You’re Next met en scène la famille Davison, spécialement réunie dans la résidence secondaire pour célébrer l’anniversaire de mariage des plus vieux. Les voilà donc tous reclus en pleine campagne, chacun accompagné de leurs compagnons respectifs. Inutile d’être Platon pour deviner que ce banquet en huis clos Sartrien se dégradera très rapidement en concentré d’hémoglobine. D’ailleurs, une fois le prologue achevé (rappelant très fortement celui de Scream de Wes Craven ), la caméra nous offrira un plan grand ensemble de champs abandonnés où file une voiture.Grand espace où personne ne pourra vous porter secours. Une réplique fuse ensuite : « On est isolé ». Le décor ne pourrait être plus précisément planté. Tandis que l’intrigue débute, nous devinons déjà la fin. Typique des « Home Intrusion », chaque élément nous ramène à la catastrophe imminente qui se profile (lustre qui tangue, porte qui claque). Mais, ce long métrage emprunte également les codes du Slasher. Autrement dit, nous verrons des tueurs psychopathes avec des masques d’animaux assassiner avec méthode et plaisir chacun des protagonistes. Erin, héroïne féminine sera leur principale opposante. Si le croisement des genres de films d’horreur peuvent parfois émerveiller, You’re Next sera hélas une déception amère.
On peut citer Halloween de John Carpenter, Massacre à la tronçonneuse de Tobe Hooper ou encore Freddy de Wes Craven. Chacun de ces longs métrages nous ramène à un tueur masqué effrayant qui ne nous offre aucune chance de nous en sortir. Ces « monstres » font véritablement peur, ils sont de ceux qu’on imagine cachés sous notre lit, ceux qu’on n’a peur de croiser la nuit quand on se lève pour aller chercher un verre d’eau, ceux dont on n’oublie jamais le « visage ». Si bien que récemment nous avons eu le droit à toutes sortes de remakes reprenant ces figures mythiques de l’horreur. Loin de ces illustres modèles, You’re Next suscitaitl’attente d’un nouveau visage à coller à nos peurs (les fameux masques bestiaux). Leur première apparition se fait avec élégance. Armés d’arbalètes puis de haches, ils semblent aussi dangereux de loin que de près, de l’extérieur que de l’intérieur. La première demi-heure, ces bourreaux, d’une beauté esthétique renversante et d’un corps à la grâce éthérée, insufflent un réel sentiment de hantise qui hélas s’évaporera au profit d’une prestation risible. L’identité dissimulée effraye, déstabilise, car la personne se trouvant en dessous peut être n’importe qui.

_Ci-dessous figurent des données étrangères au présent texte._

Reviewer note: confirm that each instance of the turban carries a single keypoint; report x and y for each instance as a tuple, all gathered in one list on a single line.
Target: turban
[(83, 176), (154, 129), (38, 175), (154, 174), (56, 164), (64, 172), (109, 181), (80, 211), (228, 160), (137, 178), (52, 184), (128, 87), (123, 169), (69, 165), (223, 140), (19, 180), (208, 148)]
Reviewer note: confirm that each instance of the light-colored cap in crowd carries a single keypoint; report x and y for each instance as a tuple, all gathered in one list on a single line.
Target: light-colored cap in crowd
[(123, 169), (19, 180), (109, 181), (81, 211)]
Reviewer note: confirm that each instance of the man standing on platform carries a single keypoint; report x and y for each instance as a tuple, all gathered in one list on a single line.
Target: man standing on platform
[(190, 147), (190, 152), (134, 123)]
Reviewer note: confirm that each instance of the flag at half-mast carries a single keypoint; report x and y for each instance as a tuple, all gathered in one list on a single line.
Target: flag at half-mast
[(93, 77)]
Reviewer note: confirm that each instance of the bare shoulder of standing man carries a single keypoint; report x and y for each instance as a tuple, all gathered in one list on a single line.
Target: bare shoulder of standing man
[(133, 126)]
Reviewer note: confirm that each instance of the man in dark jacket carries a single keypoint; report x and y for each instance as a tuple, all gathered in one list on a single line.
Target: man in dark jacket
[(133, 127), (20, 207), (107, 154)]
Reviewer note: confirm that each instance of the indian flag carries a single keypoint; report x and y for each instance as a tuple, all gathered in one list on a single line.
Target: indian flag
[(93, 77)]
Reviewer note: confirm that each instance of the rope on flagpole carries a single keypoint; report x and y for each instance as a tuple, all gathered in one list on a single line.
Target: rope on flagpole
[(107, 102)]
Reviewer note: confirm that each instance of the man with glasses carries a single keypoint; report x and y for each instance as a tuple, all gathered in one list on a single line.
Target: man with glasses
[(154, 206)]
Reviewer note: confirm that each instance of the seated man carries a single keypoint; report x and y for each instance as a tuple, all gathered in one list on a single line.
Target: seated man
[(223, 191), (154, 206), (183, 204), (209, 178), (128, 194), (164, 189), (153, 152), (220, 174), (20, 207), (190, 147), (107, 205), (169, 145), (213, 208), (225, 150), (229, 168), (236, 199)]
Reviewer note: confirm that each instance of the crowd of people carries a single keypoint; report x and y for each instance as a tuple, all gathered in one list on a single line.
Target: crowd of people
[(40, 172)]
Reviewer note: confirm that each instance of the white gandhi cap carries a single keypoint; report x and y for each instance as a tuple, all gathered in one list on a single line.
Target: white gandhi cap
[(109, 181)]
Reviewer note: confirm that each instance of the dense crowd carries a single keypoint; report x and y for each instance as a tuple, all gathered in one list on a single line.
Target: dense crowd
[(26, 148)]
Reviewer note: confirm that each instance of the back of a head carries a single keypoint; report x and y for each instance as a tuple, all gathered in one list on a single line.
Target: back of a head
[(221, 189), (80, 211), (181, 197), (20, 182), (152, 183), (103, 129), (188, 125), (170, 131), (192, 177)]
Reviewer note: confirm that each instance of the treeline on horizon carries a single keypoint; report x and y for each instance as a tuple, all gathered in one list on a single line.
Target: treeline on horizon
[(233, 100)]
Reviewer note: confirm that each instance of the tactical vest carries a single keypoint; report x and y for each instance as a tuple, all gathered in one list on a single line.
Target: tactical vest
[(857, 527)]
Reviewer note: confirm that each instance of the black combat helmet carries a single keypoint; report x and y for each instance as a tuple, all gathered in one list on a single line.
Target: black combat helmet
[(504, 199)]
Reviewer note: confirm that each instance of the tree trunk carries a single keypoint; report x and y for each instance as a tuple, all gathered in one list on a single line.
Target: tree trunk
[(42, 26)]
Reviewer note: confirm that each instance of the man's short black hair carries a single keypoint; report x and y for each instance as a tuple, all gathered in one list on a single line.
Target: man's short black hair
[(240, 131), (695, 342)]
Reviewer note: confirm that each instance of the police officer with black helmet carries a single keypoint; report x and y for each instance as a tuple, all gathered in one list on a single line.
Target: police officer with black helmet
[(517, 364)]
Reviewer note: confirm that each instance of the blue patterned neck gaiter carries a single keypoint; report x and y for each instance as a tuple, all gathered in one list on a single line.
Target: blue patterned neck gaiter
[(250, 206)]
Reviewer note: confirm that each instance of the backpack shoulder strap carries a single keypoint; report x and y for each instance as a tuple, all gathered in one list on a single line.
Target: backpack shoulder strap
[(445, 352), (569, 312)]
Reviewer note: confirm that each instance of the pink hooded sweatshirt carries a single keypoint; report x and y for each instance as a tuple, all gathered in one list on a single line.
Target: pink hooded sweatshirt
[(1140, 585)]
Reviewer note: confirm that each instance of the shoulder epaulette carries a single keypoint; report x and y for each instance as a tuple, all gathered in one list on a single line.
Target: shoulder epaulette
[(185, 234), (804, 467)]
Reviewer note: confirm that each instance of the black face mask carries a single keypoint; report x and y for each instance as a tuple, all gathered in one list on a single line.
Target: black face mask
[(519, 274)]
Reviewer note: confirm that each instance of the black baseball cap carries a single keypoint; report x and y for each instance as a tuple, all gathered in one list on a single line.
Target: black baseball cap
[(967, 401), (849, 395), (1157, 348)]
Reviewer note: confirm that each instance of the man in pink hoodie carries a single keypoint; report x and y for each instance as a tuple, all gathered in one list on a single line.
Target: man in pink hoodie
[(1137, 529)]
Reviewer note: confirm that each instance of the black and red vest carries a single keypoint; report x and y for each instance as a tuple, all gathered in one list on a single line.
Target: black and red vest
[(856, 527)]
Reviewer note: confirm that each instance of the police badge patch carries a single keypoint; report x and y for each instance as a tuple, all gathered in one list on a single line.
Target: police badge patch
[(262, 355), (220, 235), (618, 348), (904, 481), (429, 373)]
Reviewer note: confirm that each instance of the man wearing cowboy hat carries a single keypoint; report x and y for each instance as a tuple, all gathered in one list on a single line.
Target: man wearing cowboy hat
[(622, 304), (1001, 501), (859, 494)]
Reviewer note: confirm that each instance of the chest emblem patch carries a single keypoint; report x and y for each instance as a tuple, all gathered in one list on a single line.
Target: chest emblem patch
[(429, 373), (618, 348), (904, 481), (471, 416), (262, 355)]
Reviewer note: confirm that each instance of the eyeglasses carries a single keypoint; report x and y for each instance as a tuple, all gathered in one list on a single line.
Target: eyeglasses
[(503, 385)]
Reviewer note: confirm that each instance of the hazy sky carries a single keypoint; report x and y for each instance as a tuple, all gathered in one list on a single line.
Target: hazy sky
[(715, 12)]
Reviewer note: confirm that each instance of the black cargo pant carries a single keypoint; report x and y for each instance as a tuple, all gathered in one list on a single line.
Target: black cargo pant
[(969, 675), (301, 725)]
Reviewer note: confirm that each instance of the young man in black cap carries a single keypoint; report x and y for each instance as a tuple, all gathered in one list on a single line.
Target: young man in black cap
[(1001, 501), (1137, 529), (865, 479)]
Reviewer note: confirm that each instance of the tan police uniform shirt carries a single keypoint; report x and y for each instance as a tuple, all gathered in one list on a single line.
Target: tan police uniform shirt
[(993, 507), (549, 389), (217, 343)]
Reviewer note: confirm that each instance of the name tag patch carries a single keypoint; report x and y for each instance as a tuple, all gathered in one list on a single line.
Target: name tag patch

Le masque donne un côté mystérieux qui élève son porteur au-dessus de l’humain, il revêt une certaine puissance surnaturel de son anonymat. Dans You’re Next, les meurtriers sont hélas très vite mis-à-nu, laissant place à une humanisation cliché, gauche et maladroite. Ainsi, on perçoit des « méchants » qui tombent dans les pièges, trébuchent, jurent, crient, enlèvent leurs masques pour discuter. La figure du masque est donc tournée au ridicule, n’étant qu’un prétexte esthétique qui aurait pourtant mérité d’être traitée. De plus, au vu de la splendeur visuelle des meurtriers, on pouvait s’attendre à des meurtres de même valeur (On pensera à Argento) or, les morts sont dénuées de toute beauté, se rattachant davantage au malsain gratuit se voulant peut être plus réalistes (gorge tranchée et agonie de plusieurs minutes filmés en plongée par exemple).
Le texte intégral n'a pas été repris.